The larger the French grocery store, the stronger the smell of fish.
American '60s rock is the music of choice in French restaurants and bars.
We are going to be soooo bored when we get back to Minnesota.
Both men and women in Italy wear tiny swimsuits. Most of them shouldn't.
You can buy eucalyptus-scented dish soap in France. Don't.
In a French town, when you run like mad to catch a bus from the campground just as it's pulling away, and the door opens for you and you stagger onboard, out of breath, and gasp "Does this bus go to the city center?"--but in French--the driver will give you a look of longsuffering and remind you of how you are supposed to begin every interchange: "Bon jour, monsieur."

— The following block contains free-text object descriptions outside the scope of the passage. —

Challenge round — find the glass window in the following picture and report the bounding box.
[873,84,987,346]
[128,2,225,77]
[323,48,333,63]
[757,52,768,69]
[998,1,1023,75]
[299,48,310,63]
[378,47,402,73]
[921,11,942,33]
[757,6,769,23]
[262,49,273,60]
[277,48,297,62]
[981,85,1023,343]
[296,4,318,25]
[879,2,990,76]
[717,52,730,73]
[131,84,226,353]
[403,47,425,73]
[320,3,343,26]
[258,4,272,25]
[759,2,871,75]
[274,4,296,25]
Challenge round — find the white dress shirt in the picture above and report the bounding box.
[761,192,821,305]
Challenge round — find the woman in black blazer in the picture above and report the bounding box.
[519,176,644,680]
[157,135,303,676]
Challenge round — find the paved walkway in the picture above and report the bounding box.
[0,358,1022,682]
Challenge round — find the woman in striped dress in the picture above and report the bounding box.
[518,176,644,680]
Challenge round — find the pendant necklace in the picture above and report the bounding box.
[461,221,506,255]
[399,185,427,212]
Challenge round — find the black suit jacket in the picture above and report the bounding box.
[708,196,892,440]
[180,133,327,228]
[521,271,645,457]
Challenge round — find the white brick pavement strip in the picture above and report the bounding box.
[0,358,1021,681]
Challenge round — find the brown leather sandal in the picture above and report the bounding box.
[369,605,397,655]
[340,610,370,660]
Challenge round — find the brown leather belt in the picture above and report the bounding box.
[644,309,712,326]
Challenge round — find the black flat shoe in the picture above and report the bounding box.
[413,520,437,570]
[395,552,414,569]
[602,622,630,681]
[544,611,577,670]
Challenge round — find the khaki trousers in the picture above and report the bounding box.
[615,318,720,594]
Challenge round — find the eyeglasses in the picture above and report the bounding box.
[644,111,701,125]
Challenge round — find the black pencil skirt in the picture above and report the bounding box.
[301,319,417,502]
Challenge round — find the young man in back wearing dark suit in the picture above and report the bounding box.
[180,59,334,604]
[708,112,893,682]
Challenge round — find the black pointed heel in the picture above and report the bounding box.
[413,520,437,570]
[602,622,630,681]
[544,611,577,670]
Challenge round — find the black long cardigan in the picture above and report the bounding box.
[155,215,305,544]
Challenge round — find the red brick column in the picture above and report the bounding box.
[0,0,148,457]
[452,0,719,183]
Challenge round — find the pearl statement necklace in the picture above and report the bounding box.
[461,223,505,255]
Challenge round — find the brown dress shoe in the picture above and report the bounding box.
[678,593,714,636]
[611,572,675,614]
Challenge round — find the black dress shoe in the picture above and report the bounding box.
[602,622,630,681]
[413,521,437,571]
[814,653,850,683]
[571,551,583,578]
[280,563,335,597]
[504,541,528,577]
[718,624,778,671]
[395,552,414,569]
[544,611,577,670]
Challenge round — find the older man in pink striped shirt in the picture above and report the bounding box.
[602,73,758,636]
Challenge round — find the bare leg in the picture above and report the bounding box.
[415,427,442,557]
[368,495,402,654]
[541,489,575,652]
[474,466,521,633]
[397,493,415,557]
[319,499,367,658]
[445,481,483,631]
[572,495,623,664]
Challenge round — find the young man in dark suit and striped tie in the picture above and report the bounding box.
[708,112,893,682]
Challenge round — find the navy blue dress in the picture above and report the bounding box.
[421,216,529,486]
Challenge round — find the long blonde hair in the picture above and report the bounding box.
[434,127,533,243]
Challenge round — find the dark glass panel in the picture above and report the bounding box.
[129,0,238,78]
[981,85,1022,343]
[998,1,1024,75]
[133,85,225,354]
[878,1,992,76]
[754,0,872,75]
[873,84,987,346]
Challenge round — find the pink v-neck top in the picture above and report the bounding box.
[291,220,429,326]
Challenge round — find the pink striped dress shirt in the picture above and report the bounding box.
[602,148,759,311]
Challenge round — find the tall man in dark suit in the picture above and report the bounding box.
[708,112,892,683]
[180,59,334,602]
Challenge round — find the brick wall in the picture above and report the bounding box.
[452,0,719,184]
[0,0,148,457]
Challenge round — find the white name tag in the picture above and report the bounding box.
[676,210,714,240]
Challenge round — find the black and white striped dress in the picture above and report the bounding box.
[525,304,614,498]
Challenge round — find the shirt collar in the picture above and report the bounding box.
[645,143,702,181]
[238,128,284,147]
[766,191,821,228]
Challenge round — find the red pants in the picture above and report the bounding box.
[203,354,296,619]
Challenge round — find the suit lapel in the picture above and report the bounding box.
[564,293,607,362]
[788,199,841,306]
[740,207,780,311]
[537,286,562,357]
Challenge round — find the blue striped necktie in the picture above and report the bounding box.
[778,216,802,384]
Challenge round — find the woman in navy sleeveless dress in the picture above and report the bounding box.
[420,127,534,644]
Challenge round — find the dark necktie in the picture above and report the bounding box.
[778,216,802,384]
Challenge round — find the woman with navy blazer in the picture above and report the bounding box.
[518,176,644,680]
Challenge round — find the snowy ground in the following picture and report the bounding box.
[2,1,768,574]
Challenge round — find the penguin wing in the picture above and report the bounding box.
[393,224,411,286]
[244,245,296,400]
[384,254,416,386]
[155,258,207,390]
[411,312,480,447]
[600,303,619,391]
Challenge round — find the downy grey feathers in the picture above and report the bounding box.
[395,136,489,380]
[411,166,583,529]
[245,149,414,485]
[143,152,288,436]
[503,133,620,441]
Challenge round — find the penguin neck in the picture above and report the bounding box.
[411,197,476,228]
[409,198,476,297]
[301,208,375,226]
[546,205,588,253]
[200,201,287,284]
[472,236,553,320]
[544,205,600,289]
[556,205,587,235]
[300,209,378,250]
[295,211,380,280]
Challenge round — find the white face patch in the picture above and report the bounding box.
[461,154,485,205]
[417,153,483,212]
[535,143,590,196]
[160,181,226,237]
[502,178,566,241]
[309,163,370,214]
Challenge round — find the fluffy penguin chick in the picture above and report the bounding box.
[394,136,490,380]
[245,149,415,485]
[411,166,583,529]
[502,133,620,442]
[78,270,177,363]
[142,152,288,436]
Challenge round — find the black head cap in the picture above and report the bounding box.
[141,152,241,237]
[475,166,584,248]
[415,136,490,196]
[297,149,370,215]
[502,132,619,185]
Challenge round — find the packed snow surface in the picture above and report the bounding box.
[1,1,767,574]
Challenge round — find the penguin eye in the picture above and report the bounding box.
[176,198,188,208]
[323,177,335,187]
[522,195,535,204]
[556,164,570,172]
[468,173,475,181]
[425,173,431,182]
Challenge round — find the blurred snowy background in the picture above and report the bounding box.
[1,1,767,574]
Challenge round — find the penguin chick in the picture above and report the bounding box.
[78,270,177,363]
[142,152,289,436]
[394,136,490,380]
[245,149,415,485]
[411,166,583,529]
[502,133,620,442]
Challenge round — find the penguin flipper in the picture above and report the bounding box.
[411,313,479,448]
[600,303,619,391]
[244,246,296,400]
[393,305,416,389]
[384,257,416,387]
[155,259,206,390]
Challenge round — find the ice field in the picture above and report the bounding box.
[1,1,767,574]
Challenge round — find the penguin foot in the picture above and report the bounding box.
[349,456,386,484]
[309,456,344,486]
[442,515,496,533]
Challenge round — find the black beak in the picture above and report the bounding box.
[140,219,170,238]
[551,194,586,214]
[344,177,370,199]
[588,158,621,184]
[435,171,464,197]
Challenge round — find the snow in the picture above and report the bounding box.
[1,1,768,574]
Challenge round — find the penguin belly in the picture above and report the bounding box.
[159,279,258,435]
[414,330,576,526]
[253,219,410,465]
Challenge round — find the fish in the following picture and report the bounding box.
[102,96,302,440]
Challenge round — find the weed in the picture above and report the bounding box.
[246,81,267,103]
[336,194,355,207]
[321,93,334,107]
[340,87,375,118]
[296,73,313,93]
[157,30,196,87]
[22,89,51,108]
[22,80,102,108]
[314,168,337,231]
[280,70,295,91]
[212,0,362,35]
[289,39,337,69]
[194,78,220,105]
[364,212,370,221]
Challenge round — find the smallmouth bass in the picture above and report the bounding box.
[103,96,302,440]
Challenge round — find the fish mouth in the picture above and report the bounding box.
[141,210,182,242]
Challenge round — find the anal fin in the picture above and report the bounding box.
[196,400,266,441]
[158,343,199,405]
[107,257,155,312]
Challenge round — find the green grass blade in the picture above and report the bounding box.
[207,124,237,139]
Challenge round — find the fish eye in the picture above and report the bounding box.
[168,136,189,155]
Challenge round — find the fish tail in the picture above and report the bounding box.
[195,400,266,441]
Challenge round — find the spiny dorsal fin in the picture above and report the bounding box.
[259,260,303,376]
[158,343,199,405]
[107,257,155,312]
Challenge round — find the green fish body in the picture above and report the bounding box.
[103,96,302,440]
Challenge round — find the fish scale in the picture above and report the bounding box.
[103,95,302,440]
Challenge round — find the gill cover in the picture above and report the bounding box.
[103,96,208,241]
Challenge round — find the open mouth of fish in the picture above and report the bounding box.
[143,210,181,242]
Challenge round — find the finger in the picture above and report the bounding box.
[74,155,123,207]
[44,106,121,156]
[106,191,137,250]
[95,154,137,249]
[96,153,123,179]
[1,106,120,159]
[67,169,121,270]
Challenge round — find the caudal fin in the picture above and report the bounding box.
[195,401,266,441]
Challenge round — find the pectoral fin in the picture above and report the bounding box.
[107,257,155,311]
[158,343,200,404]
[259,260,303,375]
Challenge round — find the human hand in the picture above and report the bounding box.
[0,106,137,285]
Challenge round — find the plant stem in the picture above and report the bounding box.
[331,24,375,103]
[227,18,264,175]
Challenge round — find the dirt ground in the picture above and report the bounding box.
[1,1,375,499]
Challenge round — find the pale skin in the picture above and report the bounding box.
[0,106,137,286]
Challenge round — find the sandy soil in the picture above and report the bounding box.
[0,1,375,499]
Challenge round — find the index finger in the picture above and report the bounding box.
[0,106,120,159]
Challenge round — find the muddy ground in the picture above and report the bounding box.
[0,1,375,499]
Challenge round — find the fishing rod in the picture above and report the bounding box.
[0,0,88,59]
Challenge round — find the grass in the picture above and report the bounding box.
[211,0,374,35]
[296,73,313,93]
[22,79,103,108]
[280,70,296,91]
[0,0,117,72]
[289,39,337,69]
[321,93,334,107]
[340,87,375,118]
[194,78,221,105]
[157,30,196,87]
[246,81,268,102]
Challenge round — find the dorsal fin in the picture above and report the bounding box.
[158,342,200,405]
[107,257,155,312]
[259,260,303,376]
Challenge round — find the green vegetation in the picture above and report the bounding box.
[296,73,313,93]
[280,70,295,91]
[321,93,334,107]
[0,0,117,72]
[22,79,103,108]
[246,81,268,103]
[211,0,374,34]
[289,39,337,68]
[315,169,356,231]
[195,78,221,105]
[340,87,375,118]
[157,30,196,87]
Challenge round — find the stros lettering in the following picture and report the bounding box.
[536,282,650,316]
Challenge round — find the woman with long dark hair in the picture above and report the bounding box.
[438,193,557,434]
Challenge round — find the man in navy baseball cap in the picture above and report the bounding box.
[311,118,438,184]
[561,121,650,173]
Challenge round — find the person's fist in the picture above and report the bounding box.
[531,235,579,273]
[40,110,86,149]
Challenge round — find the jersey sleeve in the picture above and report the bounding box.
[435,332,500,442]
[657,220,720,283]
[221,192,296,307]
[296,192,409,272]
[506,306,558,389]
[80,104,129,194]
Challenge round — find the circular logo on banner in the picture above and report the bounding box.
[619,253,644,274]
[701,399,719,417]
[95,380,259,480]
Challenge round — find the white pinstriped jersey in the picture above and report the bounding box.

When you want directions to the nearest McDonalds because there's free WiFi there, and you ask the attendant at the campground office, "Where is McDo?"--but in French--she will give you a look of longsuffering and say--in English--"We also have good restaurants in France."
The French do longsuffering really well.
Two-thirds of the people at some French campgrounds are from Holland, at least before the French start their vacations in July.